“I now pronounce you man and wife.”
“We find the defendant not guilty.”
“Tonight’s winning lottery numbers are…”
Some things in life have a clear delineation between Before and After. You can circle that day on your calendar, point to that moment and say, “That was the instant one phase of my life ended and another began.”
Writing a book isn’t really like that. You can keep writing, revising and editing forever. Even when a deadline looms, there are always more changes that could be made… it’s not really finished. So how do you know when it is? When are you done? There’s an old story (perhaps apocryphal) about a museum guard who went through the galleries on his regular rounds. Though it was late at night, he came across a man daubing paint onto one of the masterpieces. The intruder was using quick little jabs of the brush, adding the tiniest of spots here and there. Exasperated, the guard said, “Oh, Mr. Picasso, not again! Can’t you please just leave it alone?”
The temptation to keep working on something is one that Robert Heinlein knew well. He guarded against it in his Five Rules of Writing. His Rule #2 is that you must finish what you write; tellingly, his Rule #3 is that (except under editorial edict) you must not go back and rewrite that which you have written. As with so many things in life, perfection is the enemy of progress. If you work to make something perfect, you’ll never get it out the door.
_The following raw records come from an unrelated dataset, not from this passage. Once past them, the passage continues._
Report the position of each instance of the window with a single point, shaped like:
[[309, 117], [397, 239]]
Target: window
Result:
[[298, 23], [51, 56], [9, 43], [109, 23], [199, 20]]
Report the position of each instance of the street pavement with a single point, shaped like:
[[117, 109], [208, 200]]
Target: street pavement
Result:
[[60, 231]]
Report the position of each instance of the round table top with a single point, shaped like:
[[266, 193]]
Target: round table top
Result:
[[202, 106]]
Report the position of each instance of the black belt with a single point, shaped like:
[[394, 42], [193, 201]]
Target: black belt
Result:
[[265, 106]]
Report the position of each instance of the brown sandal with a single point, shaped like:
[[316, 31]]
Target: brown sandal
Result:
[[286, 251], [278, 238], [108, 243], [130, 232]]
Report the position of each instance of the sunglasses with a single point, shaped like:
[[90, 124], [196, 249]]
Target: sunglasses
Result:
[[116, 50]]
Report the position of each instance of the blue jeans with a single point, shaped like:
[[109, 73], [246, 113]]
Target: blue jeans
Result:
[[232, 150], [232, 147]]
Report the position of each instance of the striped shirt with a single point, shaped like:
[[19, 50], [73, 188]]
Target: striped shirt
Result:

The question really shouldn’t be “How do you know when it’s finished?” That’s something that implies a definite endpoint, doesn’t it? No one can reach inside your head and flick the switch that will tell you it’s done. A better question would be, “How do you know when it’s good enough that you should stop messing with it and move on to something else?”
“But Tony,” you say, “you’re just dodging the question by rephrasing it! Your philosophical circumlocutions are amusing and all, but when do YOU call something finished? Or good enough?”
Fair question. I call something good enough when a) the deadline is upon me and I don’t have time to make it any better; b) when people I trust have told me what’s wrong with it and I’ve implemented changes to fix those issues; c) the editor says “That’ll do, Tony… that’ll do.”
Make it good, make it great, make it awesome… but don’t try to make it perfect.